South Korea’s won led gains in Asian currencies this week amid speculation the region’s policymakers would refrain from reining in exchange rates before a meeting of the G20 nations.
The Bloomberg-JPMorgan Asia Dollar Index had its first weekly advance in a month as a draft statement obtained by Bloomberg News showed G20 leaders would reaffirm a pledge to avoid competitive devaluation at a meeting that began in Moscow on Friday.
The yen, which had advanced in Asian trading, fell after a G20 official said there is not a plan to echo a G7 promise to avoid using policies to target exchange rates.

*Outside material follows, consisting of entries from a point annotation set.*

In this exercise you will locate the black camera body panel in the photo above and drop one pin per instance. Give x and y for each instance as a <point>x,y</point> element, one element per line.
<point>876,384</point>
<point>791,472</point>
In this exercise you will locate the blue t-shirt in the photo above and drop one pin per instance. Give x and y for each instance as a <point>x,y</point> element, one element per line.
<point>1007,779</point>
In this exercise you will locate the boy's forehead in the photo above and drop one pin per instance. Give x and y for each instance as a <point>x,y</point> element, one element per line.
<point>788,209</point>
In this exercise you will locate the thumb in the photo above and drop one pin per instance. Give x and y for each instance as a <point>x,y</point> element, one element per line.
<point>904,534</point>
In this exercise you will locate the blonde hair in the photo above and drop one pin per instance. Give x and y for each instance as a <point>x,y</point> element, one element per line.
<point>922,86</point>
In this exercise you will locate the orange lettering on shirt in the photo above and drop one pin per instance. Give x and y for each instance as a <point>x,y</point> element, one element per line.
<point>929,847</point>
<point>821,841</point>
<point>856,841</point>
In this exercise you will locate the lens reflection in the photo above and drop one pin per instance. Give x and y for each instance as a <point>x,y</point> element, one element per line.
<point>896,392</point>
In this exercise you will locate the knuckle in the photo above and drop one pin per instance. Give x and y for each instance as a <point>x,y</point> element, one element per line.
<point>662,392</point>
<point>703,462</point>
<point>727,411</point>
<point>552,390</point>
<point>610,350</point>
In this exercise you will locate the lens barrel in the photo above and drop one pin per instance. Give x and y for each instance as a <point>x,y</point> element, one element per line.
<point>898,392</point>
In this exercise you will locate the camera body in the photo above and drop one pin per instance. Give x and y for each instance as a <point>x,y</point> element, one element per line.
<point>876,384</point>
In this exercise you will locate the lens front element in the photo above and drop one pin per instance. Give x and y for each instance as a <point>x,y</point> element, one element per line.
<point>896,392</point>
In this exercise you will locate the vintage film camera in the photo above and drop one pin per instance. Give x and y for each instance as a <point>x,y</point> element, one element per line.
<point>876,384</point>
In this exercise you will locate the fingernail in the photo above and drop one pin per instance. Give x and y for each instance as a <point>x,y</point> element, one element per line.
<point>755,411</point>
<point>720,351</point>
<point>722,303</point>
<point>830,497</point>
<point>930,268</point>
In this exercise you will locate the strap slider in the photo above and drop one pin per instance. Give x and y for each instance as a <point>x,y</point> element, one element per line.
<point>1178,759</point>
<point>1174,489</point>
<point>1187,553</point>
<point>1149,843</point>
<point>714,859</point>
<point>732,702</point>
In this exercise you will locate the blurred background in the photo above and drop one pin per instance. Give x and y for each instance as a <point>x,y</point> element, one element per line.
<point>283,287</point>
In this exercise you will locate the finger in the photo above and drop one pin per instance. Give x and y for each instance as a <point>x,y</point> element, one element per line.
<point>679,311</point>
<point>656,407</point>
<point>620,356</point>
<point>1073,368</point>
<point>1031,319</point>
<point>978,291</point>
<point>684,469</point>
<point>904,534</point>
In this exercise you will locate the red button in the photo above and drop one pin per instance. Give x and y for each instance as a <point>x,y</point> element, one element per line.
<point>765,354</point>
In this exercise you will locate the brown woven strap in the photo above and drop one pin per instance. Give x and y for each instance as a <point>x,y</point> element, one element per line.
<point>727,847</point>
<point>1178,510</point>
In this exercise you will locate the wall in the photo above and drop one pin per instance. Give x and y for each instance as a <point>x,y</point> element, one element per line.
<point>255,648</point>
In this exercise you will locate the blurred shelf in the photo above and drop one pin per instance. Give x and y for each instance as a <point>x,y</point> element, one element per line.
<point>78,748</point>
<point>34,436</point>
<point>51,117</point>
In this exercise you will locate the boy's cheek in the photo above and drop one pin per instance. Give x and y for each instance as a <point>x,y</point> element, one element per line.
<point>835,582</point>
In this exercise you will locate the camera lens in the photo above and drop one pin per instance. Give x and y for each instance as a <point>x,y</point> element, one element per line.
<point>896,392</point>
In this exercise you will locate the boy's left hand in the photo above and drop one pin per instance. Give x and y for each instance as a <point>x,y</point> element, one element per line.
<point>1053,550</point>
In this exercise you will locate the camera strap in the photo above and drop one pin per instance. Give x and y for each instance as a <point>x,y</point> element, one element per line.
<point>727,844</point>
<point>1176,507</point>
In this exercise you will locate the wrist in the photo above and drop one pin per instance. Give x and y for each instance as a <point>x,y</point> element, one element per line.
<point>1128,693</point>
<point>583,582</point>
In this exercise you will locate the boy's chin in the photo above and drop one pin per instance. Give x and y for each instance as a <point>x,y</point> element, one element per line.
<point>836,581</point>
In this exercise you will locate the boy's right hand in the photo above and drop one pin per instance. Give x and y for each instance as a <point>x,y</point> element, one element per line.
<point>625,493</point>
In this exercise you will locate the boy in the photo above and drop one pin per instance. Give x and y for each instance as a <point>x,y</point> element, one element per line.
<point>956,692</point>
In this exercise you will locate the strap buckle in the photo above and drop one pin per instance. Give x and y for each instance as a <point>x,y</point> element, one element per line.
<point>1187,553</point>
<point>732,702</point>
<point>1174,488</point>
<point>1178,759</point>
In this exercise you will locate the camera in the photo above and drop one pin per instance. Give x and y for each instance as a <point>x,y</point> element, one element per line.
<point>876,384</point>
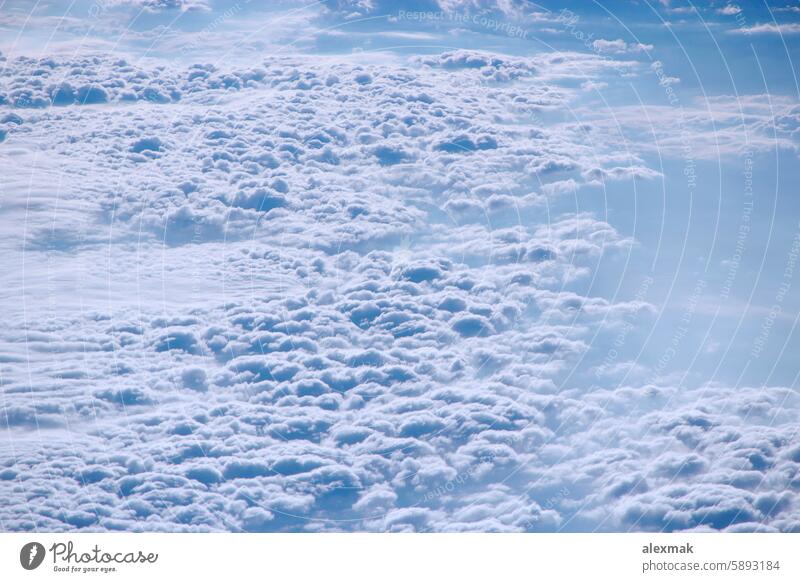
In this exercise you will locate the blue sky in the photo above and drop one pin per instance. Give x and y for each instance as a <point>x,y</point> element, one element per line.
<point>399,266</point>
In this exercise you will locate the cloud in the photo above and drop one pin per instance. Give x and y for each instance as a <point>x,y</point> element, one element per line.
<point>619,46</point>
<point>334,294</point>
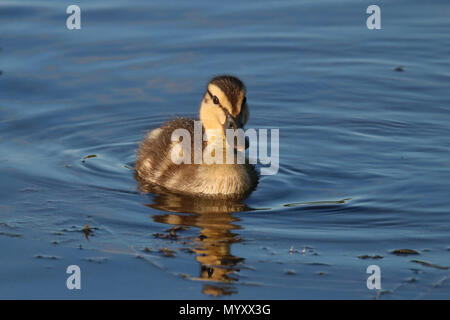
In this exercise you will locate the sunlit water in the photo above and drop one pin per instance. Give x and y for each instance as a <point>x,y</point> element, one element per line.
<point>364,149</point>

“We are unlikely to see any strong action from Korea or other Asian central banks before the G20 meeting,” said Roy Teo, a currency strategist at ABN Amro Bank NV in Singapore.
“The impact of yen weakness on Asian economies is likely to be relatively muted” because of the rise of China as one of the top markets for the region’s exports, he said.
The won strengthened 1.6 percent this week to 1,078.20 per dollar in Seoul, according to data compiled by Bloomberg. Malaysia’s ringgit advanced 0.7 percent to 3.0780 and the Philippine peso rose 0.2 percent to 40.602.
Markets in China and Taiwan were closed this week for the Lunar New Year holiday.
On the Taipei spot market on Feb. 8, the New Taiwan dollar had dropped 0.3 percent to NT$29.75 against its US counterpart from a week before, according to prices from Taipei Forex Inc.
It was at its weakest level since Sept. 11 last year before markets closed for the Lunar New Year break.
Taiwan’s central bank has sold the local currency near the close on most days in the past 10 months, according to traders who asked not to be identified.
The Asia Dollar Index, which tracks the region’s 10 most active currencies excluding the yen, climbed 0.1 percent in the first five-day advance since the period ended on Jan. 18.
The gauge touched a three-month low on Tuesday after Ha Sung-keun, a Bank of Korea board member, said on Jan. 28 that a global currency war seems to be breaking out as monetary easing in Japan drags the yen lower.
Elsewhere, Indonesia’s rupiah was little changed from a week ago at 9,670 per US dollar and the Thai baht declined 0.2 percent to 29.86.